A content-aware move tool lets people move even complicated objects around an image, with Photoshop handling the hard part.
In the current Photoshop CS5, Adobe introduced a technology called content-aware fill that could automatically fill in a hole left when a portion of the image was excised. In the upcoming CS6, the company will take that idea much farther.
In the company's fourth Photoshop CS6 preview, Photoshop Senior Product Manager Bryan O'Neil Hughes showed two new ways to use the tool.
The existing tool fills in holes by making its best guess where to find filler material elsewhere in the image. O'Neil Hughes said that with the new version, photographers will be able to pick the source of filler on their own.
"What I want is the ability to drive this and tell it what to put where," he said. "People have been asking for this for a while with the patch tool, and that's just what we've given them."
More dramatic is the new content-aware move tool. He used it to center a coin-operated telescope in the image. It had only been crudely selected, but Photoshop did a creditable job figuring out how to remove the original data and reconstruct the new background. (It did have a blurred background, though, which probably made the task easier.)
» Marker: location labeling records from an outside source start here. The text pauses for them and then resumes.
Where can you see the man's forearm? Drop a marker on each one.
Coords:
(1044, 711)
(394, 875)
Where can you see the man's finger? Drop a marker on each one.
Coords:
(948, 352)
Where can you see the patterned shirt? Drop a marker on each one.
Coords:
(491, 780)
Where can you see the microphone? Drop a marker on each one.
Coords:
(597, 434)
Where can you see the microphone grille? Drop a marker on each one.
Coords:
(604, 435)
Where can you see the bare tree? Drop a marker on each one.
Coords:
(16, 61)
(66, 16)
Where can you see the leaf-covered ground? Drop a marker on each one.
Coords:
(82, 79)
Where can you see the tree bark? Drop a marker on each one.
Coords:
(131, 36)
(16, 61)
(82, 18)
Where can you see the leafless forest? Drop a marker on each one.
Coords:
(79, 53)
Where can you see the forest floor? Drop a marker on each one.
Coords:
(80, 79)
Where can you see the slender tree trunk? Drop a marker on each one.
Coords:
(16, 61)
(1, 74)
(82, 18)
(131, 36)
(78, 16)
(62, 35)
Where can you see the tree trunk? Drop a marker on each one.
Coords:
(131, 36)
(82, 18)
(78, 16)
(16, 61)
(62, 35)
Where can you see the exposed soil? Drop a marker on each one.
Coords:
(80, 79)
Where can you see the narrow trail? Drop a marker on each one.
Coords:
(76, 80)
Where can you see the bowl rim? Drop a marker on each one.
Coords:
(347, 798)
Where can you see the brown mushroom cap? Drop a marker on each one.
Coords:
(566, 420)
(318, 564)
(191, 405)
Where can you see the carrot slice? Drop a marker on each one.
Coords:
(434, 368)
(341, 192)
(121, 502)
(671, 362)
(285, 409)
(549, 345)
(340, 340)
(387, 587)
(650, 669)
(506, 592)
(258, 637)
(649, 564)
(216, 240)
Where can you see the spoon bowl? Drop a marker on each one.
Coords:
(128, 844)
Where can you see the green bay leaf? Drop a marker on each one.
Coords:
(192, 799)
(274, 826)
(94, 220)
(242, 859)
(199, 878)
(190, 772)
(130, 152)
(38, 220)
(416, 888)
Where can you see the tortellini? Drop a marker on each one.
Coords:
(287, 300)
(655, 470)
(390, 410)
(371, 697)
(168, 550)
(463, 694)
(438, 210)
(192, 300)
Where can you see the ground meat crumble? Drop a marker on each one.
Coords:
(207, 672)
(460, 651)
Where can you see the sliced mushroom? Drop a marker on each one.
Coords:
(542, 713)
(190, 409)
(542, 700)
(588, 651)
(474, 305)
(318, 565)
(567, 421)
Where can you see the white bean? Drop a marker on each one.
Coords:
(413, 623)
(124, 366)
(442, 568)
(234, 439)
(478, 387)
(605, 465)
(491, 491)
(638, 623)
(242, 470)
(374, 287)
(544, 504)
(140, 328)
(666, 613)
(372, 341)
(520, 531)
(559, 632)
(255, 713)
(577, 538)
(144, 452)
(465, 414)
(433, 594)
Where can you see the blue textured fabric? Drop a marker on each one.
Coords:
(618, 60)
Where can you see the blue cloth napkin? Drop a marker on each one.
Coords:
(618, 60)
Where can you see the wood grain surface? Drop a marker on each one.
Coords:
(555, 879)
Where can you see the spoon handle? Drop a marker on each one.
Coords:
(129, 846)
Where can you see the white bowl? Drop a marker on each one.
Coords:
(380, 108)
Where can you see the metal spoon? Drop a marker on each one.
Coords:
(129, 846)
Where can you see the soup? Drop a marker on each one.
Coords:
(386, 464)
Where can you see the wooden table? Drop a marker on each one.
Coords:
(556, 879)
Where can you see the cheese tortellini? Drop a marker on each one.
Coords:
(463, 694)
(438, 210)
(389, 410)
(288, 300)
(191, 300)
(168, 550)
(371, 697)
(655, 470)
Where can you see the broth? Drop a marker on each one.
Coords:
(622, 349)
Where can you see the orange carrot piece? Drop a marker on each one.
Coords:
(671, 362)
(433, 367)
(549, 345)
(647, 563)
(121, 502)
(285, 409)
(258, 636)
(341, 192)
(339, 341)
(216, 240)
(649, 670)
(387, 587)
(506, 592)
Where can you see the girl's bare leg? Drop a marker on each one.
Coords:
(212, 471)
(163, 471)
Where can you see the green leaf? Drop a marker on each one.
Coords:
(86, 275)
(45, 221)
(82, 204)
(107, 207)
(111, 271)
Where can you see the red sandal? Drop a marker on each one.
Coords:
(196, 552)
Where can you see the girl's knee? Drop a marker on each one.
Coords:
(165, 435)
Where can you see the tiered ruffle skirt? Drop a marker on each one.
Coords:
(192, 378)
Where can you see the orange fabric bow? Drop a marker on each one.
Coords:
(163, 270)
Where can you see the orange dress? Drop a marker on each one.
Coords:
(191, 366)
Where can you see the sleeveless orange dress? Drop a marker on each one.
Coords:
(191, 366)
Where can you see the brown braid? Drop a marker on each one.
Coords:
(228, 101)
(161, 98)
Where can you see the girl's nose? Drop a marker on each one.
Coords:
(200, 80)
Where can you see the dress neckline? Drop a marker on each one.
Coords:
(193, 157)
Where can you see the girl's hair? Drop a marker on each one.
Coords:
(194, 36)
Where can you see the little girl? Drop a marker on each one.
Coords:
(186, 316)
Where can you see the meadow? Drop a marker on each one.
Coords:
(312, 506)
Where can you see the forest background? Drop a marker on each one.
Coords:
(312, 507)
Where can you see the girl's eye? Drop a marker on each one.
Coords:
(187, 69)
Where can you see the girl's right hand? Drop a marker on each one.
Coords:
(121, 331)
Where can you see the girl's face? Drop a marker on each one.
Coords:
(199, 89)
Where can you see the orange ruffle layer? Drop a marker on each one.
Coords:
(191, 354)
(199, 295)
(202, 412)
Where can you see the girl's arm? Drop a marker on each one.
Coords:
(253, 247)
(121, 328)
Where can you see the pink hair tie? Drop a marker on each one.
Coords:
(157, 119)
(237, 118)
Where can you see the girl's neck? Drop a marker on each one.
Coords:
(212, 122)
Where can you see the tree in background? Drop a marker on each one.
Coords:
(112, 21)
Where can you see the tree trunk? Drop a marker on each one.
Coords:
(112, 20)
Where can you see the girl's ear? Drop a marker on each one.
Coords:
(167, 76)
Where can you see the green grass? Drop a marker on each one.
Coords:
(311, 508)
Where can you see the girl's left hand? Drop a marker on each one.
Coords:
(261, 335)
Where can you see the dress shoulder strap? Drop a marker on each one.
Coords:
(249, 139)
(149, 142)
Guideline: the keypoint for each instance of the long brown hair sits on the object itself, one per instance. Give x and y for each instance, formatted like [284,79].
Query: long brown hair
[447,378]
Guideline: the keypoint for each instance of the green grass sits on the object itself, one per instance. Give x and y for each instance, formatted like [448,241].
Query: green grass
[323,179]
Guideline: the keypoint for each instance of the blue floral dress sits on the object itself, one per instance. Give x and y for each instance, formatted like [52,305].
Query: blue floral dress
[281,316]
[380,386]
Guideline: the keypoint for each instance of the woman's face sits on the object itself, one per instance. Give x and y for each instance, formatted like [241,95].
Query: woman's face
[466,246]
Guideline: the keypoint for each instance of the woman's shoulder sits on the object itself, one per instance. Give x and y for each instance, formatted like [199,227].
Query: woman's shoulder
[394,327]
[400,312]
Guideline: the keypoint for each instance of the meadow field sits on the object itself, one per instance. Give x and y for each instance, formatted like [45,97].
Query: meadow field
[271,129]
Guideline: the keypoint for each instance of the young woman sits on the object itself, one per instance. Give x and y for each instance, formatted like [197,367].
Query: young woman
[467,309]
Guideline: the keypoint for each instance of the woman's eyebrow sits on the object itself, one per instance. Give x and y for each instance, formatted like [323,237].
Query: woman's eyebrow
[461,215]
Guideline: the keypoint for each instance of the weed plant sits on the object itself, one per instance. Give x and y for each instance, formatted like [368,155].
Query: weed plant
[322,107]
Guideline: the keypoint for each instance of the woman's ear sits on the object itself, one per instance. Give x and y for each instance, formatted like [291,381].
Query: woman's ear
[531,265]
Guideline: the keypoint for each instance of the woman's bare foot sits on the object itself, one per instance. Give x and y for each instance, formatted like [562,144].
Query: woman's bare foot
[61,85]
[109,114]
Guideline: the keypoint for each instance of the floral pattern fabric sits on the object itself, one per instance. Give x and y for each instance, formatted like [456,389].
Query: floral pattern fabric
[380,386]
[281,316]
Some folks fret that photo manipulation tools mean you can't believe what you see in digital photos. In this case, it seems to me that content-aware move doesn't advance what experts can do as much as it makes the process faster, easier, and available to a much larger audience.
Photoshop sin is in the eye of the beholder, though. Photojournalism tends to hold such modifications in disdain, but you can bet that just about every photo you see in an ad has been fiddled with at least a little. And who would want to squelch the photo manipulation imagination of Erik Johansson?
Here's Adobe's video:
O'Neil Hughes also repositioned a figure of a woman in red who was standing in front of grass, a house, and the sky so that she was in front of a different portion of the grass and house. The tool also offers an "extend" mode that he used to lengthen a roof.
Earlier Photoshop CS6 previews revealed a new graphics-chip boost for the liquify filter, a darker user interface, a background save option, easier dotted and dashed line creation, and new raw-image processing controls.
The Creative Suite 6 software is due to arrive in the first half of 2012. Adobe is offering plenty of teasers to whet customers' appetites (and justify the significant purchase, upgrade, and subscription prices). Presumably, though, Adobe will save some scraps of news for the official announcement of the new image-editing software.